En sus anotaciones carcelarias del año 1930, doy con un elíptico pasaje de Antonio Gramsci que parece hubiera sido escrito para las vísperas electorales de este fin de semana: «en rigor, la crisis consiste en el hecho de que lo viejo se muere y lo nuevo no logra nacer; en ese interregno se verifican los más variados fenómenos mórbidos».
Europa estaba ciertamente descompuesta en 1930. La Gran Guerra del 14 había demolido toda la eufórica ola ilustrada del cambio de siglo. Las grandes civilizaciones se habían descubierto, había escrito Paul Valéry en 1919, súbitamente mortales. Y, en esa sombría revelación, Europa «ha percibido, a través de todos sus núcleos pensantes, que ya no se reconocía, que había dejado de parecerse a sí misma». La arrogante Europa, asentada sobre la intemporalidad de su patrimonio, había zozobrado. Y nada, en aquella inmediata postguerra, permitía atisbar un arribo a puerto verosímil. «Tan fuerte ha sido», concluye el poeta francés, «la oscilación del navío que las lámparas más firmemente suspendidas se han venido abajo». Era el mundo en el cual «ya nadie puede decir quién estará muerto o vivo mañana en literatura, en filosofía, en estética». Como la Sibila del Satiricón de Petronio, Europa deseaba morir.

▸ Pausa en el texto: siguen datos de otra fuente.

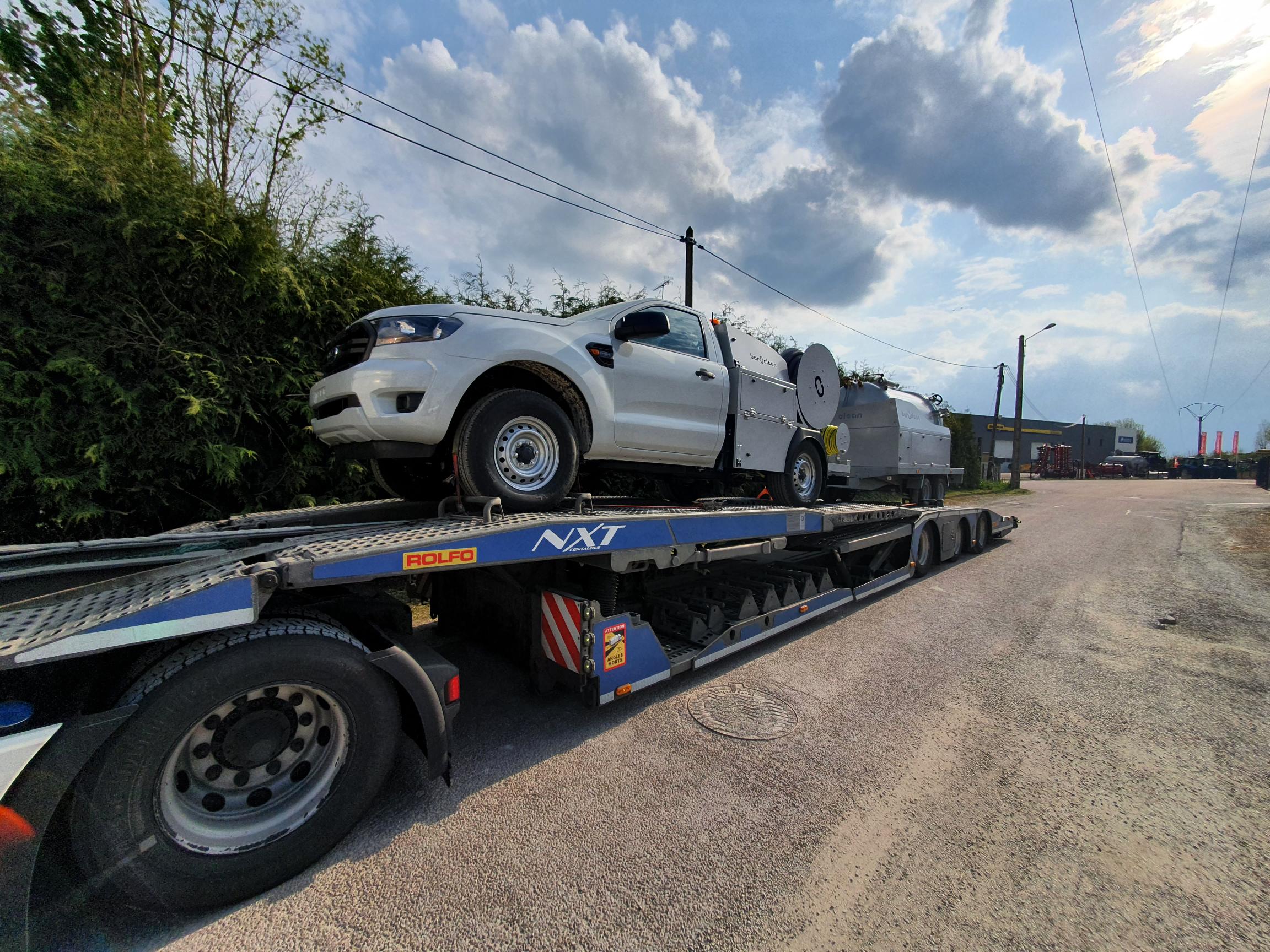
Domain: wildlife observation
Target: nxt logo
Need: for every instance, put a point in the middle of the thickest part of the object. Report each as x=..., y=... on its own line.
x=579, y=539
x=437, y=559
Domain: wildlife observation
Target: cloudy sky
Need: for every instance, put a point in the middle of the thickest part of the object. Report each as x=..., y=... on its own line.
x=929, y=172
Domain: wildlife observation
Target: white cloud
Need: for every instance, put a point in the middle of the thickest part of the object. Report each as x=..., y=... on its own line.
x=1171, y=30
x=988, y=274
x=1045, y=291
x=535, y=94
x=680, y=37
x=1229, y=37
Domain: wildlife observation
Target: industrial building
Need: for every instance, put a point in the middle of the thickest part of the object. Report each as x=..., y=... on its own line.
x=1099, y=443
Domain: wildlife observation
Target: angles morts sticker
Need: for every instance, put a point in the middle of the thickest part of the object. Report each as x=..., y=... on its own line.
x=439, y=559
x=615, y=646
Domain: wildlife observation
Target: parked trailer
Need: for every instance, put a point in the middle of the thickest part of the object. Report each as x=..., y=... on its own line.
x=207, y=711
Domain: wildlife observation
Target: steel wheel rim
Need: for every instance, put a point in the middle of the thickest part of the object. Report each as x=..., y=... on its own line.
x=804, y=477
x=526, y=453
x=253, y=769
x=924, y=548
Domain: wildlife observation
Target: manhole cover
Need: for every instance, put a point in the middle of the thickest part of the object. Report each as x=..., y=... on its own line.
x=740, y=711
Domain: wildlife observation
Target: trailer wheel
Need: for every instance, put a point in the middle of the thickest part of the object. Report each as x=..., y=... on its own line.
x=982, y=533
x=521, y=446
x=253, y=752
x=803, y=479
x=928, y=550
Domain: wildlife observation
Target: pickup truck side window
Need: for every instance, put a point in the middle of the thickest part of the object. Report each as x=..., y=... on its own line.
x=685, y=334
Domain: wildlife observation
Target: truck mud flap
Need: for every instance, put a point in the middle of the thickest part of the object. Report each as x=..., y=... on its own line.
x=424, y=675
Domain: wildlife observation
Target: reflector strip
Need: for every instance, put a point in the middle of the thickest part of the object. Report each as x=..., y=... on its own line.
x=562, y=631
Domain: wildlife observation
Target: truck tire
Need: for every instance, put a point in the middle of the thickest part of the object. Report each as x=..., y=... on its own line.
x=252, y=753
x=520, y=446
x=803, y=479
x=928, y=550
x=417, y=480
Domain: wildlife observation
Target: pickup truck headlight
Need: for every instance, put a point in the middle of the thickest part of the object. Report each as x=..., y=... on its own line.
x=408, y=331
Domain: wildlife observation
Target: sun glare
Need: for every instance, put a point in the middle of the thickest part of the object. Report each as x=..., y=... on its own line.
x=1225, y=22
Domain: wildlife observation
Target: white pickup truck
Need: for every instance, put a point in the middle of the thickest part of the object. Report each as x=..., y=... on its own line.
x=449, y=399
x=512, y=404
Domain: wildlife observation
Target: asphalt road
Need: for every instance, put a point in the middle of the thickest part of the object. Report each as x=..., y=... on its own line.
x=1010, y=753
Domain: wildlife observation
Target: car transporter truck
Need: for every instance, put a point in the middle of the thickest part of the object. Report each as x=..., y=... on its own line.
x=201, y=715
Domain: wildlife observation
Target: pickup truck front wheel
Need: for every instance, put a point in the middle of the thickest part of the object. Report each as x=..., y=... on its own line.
x=521, y=446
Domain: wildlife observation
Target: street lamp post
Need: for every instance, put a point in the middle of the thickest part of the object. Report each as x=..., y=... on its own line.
x=1019, y=409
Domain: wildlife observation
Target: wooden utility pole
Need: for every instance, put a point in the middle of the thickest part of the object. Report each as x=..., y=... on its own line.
x=688, y=244
x=996, y=424
x=1081, y=475
x=1019, y=416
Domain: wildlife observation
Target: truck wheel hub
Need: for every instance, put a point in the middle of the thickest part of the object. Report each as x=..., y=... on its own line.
x=253, y=769
x=804, y=477
x=256, y=737
x=526, y=455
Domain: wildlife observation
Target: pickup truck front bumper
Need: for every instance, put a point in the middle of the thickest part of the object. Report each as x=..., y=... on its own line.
x=393, y=402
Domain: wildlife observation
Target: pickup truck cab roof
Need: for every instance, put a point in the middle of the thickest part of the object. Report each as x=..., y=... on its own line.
x=444, y=309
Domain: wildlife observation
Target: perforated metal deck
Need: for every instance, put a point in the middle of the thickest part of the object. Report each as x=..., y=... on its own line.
x=379, y=548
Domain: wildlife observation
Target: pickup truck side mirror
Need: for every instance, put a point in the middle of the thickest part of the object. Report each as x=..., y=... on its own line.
x=643, y=324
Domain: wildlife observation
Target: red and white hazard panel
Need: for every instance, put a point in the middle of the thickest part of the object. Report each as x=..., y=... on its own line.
x=562, y=630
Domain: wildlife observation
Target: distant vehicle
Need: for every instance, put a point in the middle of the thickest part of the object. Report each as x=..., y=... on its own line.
x=1131, y=465
x=446, y=399
x=1223, y=469
x=1156, y=462
x=1194, y=468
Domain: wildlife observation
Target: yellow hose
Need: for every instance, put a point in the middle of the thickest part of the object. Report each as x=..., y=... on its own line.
x=830, y=435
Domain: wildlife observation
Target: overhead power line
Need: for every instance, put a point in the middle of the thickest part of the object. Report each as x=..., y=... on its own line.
x=1255, y=378
x=1235, y=251
x=455, y=136
x=841, y=324
x=1026, y=399
x=1116, y=187
x=354, y=117
x=653, y=230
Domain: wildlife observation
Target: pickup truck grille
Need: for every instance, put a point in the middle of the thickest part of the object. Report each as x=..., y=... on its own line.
x=351, y=347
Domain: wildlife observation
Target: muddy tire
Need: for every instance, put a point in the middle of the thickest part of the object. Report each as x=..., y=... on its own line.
x=520, y=446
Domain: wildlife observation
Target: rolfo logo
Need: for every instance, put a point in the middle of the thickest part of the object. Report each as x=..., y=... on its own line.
x=579, y=539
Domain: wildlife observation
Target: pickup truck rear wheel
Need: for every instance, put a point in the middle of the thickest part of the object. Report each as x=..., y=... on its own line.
x=803, y=479
x=521, y=446
x=253, y=752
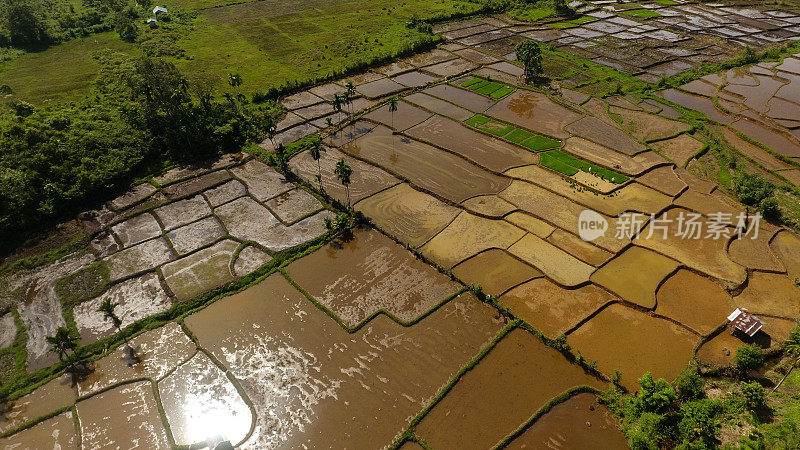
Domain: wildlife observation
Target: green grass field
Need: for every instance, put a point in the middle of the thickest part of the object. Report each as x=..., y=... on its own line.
x=269, y=43
x=61, y=73
x=570, y=165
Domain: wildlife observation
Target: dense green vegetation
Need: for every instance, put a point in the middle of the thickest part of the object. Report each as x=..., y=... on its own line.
x=54, y=160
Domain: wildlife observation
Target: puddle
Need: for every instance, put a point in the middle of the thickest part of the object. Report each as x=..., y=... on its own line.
x=368, y=273
x=580, y=422
x=535, y=112
x=365, y=181
x=646, y=127
x=511, y=383
x=495, y=270
x=411, y=216
x=619, y=338
x=469, y=235
x=439, y=106
x=303, y=372
x=423, y=165
x=678, y=299
x=136, y=299
x=635, y=275
x=51, y=396
x=487, y=151
x=469, y=100
x=121, y=416
x=202, y=404
x=770, y=293
x=406, y=116
x=554, y=262
x=552, y=309
x=160, y=351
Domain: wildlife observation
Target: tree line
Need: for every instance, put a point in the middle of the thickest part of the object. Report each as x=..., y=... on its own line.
x=144, y=115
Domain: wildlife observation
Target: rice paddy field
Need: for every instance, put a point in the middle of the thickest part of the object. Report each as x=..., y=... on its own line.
x=447, y=295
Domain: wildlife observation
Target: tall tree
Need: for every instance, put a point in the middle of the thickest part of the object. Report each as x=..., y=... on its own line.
x=343, y=172
x=108, y=308
x=530, y=55
x=316, y=151
x=393, y=109
x=65, y=344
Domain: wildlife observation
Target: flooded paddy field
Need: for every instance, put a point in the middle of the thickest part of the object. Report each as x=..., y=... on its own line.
x=369, y=334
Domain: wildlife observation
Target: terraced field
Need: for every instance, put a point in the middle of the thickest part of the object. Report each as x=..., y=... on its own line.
x=258, y=325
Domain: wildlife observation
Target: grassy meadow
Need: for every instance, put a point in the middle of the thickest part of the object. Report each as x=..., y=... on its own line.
x=269, y=43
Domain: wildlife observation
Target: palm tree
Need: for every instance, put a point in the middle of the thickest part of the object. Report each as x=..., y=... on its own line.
x=64, y=342
x=316, y=151
x=343, y=172
x=392, y=109
x=792, y=349
x=107, y=307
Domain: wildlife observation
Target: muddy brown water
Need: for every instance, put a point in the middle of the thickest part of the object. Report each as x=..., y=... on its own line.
x=406, y=116
x=470, y=100
x=487, y=151
x=620, y=338
x=409, y=215
x=428, y=167
x=56, y=433
x=495, y=270
x=678, y=299
x=578, y=423
x=506, y=388
x=368, y=273
x=535, y=112
x=121, y=416
x=313, y=384
x=552, y=309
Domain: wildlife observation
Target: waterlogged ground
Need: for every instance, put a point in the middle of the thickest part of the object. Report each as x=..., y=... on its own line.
x=355, y=342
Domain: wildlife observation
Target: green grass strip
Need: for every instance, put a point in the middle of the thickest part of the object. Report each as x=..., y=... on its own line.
x=502, y=92
x=579, y=164
x=562, y=25
x=556, y=164
x=519, y=135
x=643, y=13
x=539, y=143
x=477, y=121
x=473, y=81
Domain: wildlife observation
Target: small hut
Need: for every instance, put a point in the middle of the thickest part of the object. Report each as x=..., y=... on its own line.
x=742, y=320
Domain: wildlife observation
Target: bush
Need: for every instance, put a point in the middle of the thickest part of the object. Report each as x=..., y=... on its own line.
x=748, y=357
x=752, y=188
x=655, y=395
x=690, y=385
x=769, y=209
x=754, y=394
x=699, y=423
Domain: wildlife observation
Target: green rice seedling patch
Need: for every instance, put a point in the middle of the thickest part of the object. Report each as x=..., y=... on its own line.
x=502, y=92
x=518, y=135
x=556, y=159
x=539, y=143
x=643, y=13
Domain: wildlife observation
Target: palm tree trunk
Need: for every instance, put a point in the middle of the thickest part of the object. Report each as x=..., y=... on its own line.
x=783, y=379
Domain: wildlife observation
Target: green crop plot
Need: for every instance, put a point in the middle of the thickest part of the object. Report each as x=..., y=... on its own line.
x=570, y=165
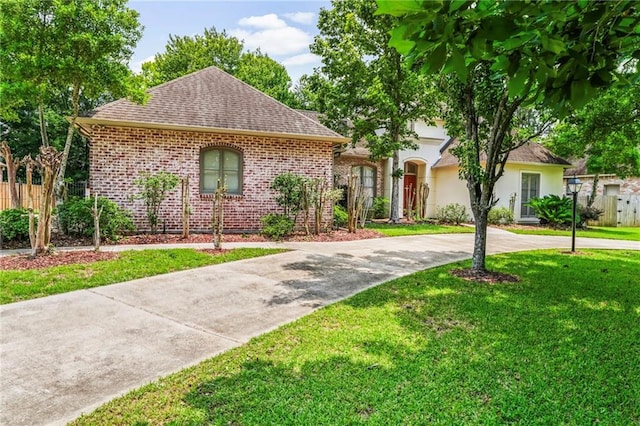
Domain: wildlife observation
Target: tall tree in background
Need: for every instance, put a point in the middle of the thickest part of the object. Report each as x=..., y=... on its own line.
x=551, y=54
x=364, y=81
x=184, y=55
x=605, y=132
x=79, y=48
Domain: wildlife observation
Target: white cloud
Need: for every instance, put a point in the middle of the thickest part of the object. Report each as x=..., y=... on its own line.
x=137, y=66
x=269, y=21
x=306, y=18
x=303, y=59
x=275, y=41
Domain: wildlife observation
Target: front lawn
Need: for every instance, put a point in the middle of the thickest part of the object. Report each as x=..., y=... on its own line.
x=400, y=230
x=29, y=284
x=559, y=347
x=620, y=233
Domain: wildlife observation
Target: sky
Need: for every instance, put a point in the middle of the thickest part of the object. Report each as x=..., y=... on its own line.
x=281, y=29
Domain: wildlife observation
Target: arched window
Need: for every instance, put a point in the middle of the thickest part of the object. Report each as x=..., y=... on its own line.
x=367, y=177
x=222, y=165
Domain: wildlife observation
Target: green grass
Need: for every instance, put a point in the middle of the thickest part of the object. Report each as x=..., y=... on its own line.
x=30, y=284
x=559, y=347
x=621, y=233
x=400, y=230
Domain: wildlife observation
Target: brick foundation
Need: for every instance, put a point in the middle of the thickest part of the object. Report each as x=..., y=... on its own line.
x=118, y=155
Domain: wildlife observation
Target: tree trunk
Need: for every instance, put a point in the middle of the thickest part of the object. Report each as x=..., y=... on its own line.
x=75, y=99
x=48, y=161
x=11, y=165
x=480, y=241
x=394, y=217
x=43, y=124
x=594, y=191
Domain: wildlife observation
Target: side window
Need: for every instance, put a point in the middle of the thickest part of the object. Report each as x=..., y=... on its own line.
x=367, y=176
x=222, y=165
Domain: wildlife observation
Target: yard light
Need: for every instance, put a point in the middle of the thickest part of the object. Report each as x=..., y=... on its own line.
x=574, y=185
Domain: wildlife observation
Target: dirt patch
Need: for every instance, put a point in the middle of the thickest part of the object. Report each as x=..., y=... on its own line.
x=489, y=277
x=24, y=261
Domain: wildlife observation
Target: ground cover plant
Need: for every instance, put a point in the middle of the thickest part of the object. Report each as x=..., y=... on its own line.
x=620, y=233
x=17, y=285
x=403, y=229
x=558, y=347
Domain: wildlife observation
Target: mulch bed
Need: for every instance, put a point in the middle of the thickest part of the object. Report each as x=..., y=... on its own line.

No erraba Valéry en su diagnóstico. La espuma de euforia que sigue al fin de las grandes matanzas duró poco tras 1919. La gran depresión, primero; al cabo, la Segunda Guerra Mundial. Y, entre 1939 y 1945, Europa siguió acumulando cadáveres en cifras que nadie hubiera llegado a imaginar nunca. Europa perseveraba en el suicidio. Los grandes totalitarismos, en Rusia y Alemania, pusieron el instrumento exacto para lograrlo. Y el culto de la inteligencia y la belleza, que había nacido en la Grecia de hacía dos milenios y medio, fue apagándose. Hoy, paseamos tan sólo entre sus cenizas: turistas de nosotros mismos.
Finalizada la Segunda Guerra Mundial, Europa volvió a vivir el espejismo de soñarse una opulencia. Con la cual olvidar aquel arrebato de muerte, del cual hubo de ser salvada, tal vez contra su voluntad, por el empecinamiento británico y la determinación militar estadounidense. Y las tres décadas que siguieron al final del gigantesco exterminio, fechan el más vertiginoso ascenso de su historia. En lo económico, lo artístico, lo literario, en la mutación asombrosa de la vida cotidiana, Europa va a vivir, entre el relanzamiento de 1946 y la crisis petrolera de 1973, sus años dorados. Jean Fourestié los bautizará –con expresión llamada al éxito– como «los treinta gloriosos». Pero, de aquella gloria efímera, hoy no queda nada.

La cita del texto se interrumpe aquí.